CN116702091A

CN116702091A - Multi-mode ironic intention recognition method, device and equipment based on multi-view CLIP

Info

Publication number: CN116702091A
Application number: CN202310737347.3A
Authority: CN
Inventors: 覃立波; 周璟轩; 黄仕爵; 陈麒光; 蔡晨冉; 张钰迪; 梁斌; 车万翔; 徐睿峰
Original assignee: Central South University
Current assignee: Central South University
Priority date: 2023-06-21
Filing date: 2023-06-21
Publication date: 2023-09-05
Anticipated expiration: 2043-06-21
Also published as: CN116702091B

Abstract

The application discloses a multi-mode ironic intention recognition method, a device and equipment based on a multi-view CLIP, wherein the method comprises the following steps: sequentially encoding and decoding text information and image information in the data tuples; the method comprises the steps of adopting a CLIP model to encode to respectively obtain respective vector representations of a text and an image, and decoding to respectively obtain ironic score distribution based on a text view and an image view; after the respective vector representations of the text and the image obtained by encoding are spliced, feeding the text and the image into a transducer for modal fusion, determining the attention weight of the text and the image by adopting a key-less attention mechanism, and decoding to obtain irony score distribution based on the interactive view of the text and the image; 3 ironic score distributions based on the text view, the image view and the text-image interaction view are aggregated, and an ironic intention recognition result of the data tuple is obtained according to the aggregation result.

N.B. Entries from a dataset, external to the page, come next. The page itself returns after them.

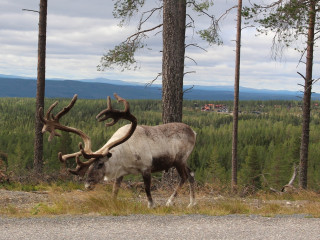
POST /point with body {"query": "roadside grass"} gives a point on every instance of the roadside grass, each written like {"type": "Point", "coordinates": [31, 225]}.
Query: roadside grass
{"type": "Point", "coordinates": [71, 199]}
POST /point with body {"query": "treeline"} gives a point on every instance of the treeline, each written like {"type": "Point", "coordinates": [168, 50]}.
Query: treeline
{"type": "Point", "coordinates": [269, 133]}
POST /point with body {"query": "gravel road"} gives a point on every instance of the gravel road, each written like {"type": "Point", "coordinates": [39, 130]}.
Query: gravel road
{"type": "Point", "coordinates": [160, 227]}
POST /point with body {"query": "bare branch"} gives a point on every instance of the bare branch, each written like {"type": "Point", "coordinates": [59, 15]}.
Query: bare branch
{"type": "Point", "coordinates": [144, 31]}
{"type": "Point", "coordinates": [189, 72]}
{"type": "Point", "coordinates": [152, 11]}
{"type": "Point", "coordinates": [195, 45]}
{"type": "Point", "coordinates": [152, 81]}
{"type": "Point", "coordinates": [226, 13]}
{"type": "Point", "coordinates": [30, 10]}
{"type": "Point", "coordinates": [192, 59]}
{"type": "Point", "coordinates": [188, 89]}
{"type": "Point", "coordinates": [302, 75]}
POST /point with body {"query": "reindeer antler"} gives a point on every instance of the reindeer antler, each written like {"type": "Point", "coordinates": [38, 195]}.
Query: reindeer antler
{"type": "Point", "coordinates": [51, 124]}
{"type": "Point", "coordinates": [115, 115]}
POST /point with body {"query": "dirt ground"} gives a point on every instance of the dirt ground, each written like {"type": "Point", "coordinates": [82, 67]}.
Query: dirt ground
{"type": "Point", "coordinates": [21, 199]}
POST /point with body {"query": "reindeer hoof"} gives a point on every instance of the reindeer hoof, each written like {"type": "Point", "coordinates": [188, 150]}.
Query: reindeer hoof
{"type": "Point", "coordinates": [192, 204]}
{"type": "Point", "coordinates": [151, 205]}
{"type": "Point", "coordinates": [169, 203]}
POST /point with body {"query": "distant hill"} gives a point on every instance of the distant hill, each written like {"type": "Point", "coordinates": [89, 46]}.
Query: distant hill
{"type": "Point", "coordinates": [12, 86]}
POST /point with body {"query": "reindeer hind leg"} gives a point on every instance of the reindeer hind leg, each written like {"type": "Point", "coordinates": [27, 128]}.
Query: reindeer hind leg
{"type": "Point", "coordinates": [116, 187]}
{"type": "Point", "coordinates": [147, 186]}
{"type": "Point", "coordinates": [191, 184]}
{"type": "Point", "coordinates": [183, 177]}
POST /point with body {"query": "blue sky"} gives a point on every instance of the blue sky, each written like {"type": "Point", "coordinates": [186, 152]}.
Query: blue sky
{"type": "Point", "coordinates": [80, 31]}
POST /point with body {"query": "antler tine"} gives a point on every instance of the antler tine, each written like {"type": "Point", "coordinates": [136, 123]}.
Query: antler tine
{"type": "Point", "coordinates": [120, 99]}
{"type": "Point", "coordinates": [82, 167]}
{"type": "Point", "coordinates": [116, 115]}
{"type": "Point", "coordinates": [50, 109]}
{"type": "Point", "coordinates": [51, 124]}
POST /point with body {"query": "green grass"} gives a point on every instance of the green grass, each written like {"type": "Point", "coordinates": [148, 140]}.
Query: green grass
{"type": "Point", "coordinates": [69, 198]}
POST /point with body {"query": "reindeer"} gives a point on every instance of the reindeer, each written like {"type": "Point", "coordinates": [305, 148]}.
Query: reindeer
{"type": "Point", "coordinates": [133, 149]}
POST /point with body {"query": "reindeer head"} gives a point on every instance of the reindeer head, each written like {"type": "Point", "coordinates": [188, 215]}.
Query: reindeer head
{"type": "Point", "coordinates": [96, 159]}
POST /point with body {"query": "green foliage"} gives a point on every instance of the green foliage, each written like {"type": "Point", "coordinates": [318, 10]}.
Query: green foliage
{"type": "Point", "coordinates": [268, 142]}
{"type": "Point", "coordinates": [122, 55]}
{"type": "Point", "coordinates": [250, 172]}
{"type": "Point", "coordinates": [125, 9]}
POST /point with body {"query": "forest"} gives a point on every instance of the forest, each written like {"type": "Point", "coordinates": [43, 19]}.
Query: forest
{"type": "Point", "coordinates": [269, 138]}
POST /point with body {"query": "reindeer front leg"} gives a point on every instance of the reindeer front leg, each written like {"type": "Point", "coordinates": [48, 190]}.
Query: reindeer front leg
{"type": "Point", "coordinates": [147, 186]}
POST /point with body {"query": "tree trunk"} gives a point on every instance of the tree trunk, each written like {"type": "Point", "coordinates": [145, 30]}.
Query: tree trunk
{"type": "Point", "coordinates": [234, 179]}
{"type": "Point", "coordinates": [38, 142]}
{"type": "Point", "coordinates": [307, 99]}
{"type": "Point", "coordinates": [174, 21]}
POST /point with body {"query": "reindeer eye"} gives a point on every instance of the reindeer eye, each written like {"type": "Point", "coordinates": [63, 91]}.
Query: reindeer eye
{"type": "Point", "coordinates": [100, 165]}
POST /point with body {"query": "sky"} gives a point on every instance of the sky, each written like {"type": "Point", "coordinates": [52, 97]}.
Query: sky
{"type": "Point", "coordinates": [79, 32]}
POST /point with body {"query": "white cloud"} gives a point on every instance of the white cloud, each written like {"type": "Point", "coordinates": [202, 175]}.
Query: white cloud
{"type": "Point", "coordinates": [80, 31]}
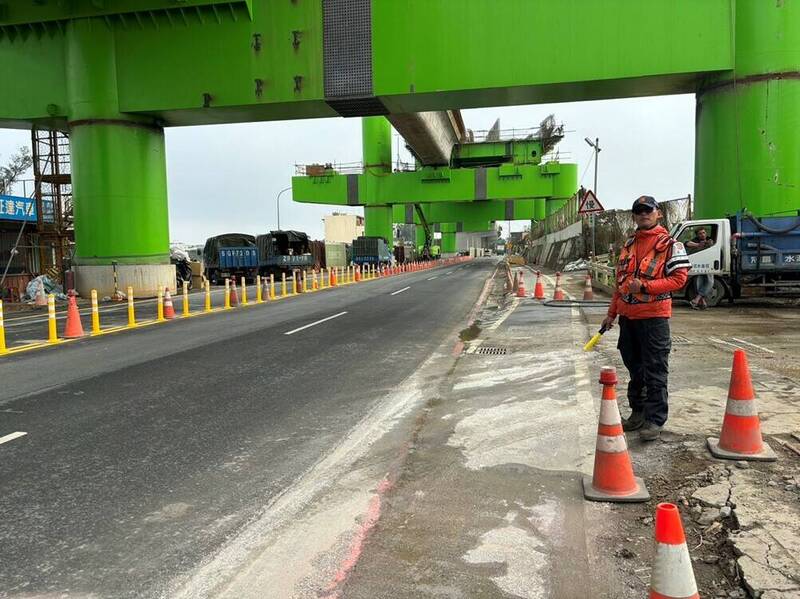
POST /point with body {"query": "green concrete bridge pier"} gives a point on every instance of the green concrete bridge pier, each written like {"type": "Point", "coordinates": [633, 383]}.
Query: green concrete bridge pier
{"type": "Point", "coordinates": [376, 140]}
{"type": "Point", "coordinates": [119, 173]}
{"type": "Point", "coordinates": [747, 146]}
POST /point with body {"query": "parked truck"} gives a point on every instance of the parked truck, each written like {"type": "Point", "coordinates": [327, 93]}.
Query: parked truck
{"type": "Point", "coordinates": [284, 252]}
{"type": "Point", "coordinates": [230, 255]}
{"type": "Point", "coordinates": [748, 256]}
{"type": "Point", "coordinates": [371, 250]}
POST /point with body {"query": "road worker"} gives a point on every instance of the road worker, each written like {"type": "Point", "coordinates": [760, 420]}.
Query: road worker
{"type": "Point", "coordinates": [651, 266]}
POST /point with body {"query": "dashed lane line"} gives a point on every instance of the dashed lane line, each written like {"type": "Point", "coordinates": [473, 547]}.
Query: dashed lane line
{"type": "Point", "coordinates": [11, 437]}
{"type": "Point", "coordinates": [297, 330]}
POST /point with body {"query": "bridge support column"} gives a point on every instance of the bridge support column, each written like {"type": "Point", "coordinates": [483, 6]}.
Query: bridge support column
{"type": "Point", "coordinates": [119, 175]}
{"type": "Point", "coordinates": [449, 246]}
{"type": "Point", "coordinates": [747, 146]}
{"type": "Point", "coordinates": [376, 141]}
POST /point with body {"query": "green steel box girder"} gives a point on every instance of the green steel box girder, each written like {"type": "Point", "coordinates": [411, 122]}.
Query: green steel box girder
{"type": "Point", "coordinates": [130, 66]}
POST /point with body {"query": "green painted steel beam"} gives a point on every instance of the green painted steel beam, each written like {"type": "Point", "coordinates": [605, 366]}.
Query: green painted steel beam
{"type": "Point", "coordinates": [264, 60]}
{"type": "Point", "coordinates": [34, 12]}
{"type": "Point", "coordinates": [427, 185]}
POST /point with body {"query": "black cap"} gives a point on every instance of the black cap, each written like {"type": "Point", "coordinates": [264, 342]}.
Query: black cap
{"type": "Point", "coordinates": [645, 201]}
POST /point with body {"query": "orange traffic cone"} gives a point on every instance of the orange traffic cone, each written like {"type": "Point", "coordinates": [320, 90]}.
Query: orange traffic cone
{"type": "Point", "coordinates": [234, 296]}
{"type": "Point", "coordinates": [521, 286]}
{"type": "Point", "coordinates": [740, 438]}
{"type": "Point", "coordinates": [588, 292]}
{"type": "Point", "coordinates": [558, 294]}
{"type": "Point", "coordinates": [169, 309]}
{"type": "Point", "coordinates": [73, 328]}
{"type": "Point", "coordinates": [672, 576]}
{"type": "Point", "coordinates": [613, 478]}
{"type": "Point", "coordinates": [538, 290]}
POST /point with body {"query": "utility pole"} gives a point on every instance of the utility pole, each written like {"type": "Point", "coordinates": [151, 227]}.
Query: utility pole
{"type": "Point", "coordinates": [596, 146]}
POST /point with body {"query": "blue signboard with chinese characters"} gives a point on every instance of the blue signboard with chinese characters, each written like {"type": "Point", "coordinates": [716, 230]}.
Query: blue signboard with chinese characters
{"type": "Point", "coordinates": [16, 208]}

The application improves the ironic intention recognition accuracy and has good interpretation.

Description

Multi-mode ironic intention recognition method, device and equipment based on multi-view CLIP

Technical Field

The application belongs to the technical field of data identification, and particularly relates to a multi-mode ironic intention identification method, device and equipment based on a multi-view CLIP.

Background

Irony is a language method for expressing strong discontents, opposition, and jeers by using the convincing techniques such as bilingual, exaggeration, and metaphors. Irony has a long history in human society, from drama in the ancient greek period to modern cartoon and internet segments, irony is always an important way for people to express criticism. However, since the true emotion intended to be expressed ironically may be contrary to the superficial speech, conventional emotion analysis methods may have erroneous emotion classification in analyzing ironically text, thereby affecting the accuracy thereof. Thus, ironic intent recognition can help to identify the true emotion contained in the information, facilitating tasks such as emotion analysis and opinion mining.

Irony's meaning is often understood by context, which is often multi-level, ambiguous and ambiguous. This makes irony difficult to understand and identify accurately. In addition, the techniques of congratulation commonly used in irony also increase the difficulty of identifying irony. In recent years, due to the rapid development of social media, multimodal irony recognition, which aims at recognizing irony emotion in a multimodal scene, has attracted more and more research attention. Unlike traditional text-based ironic recognition methods, multi-modal ironic recognition comprehensively utilizes information of multiple modalities to perform feature fusion, adapts to various ironic manifestations, and has more accurate and comprehensive recognition performance in ironic recognition tasks.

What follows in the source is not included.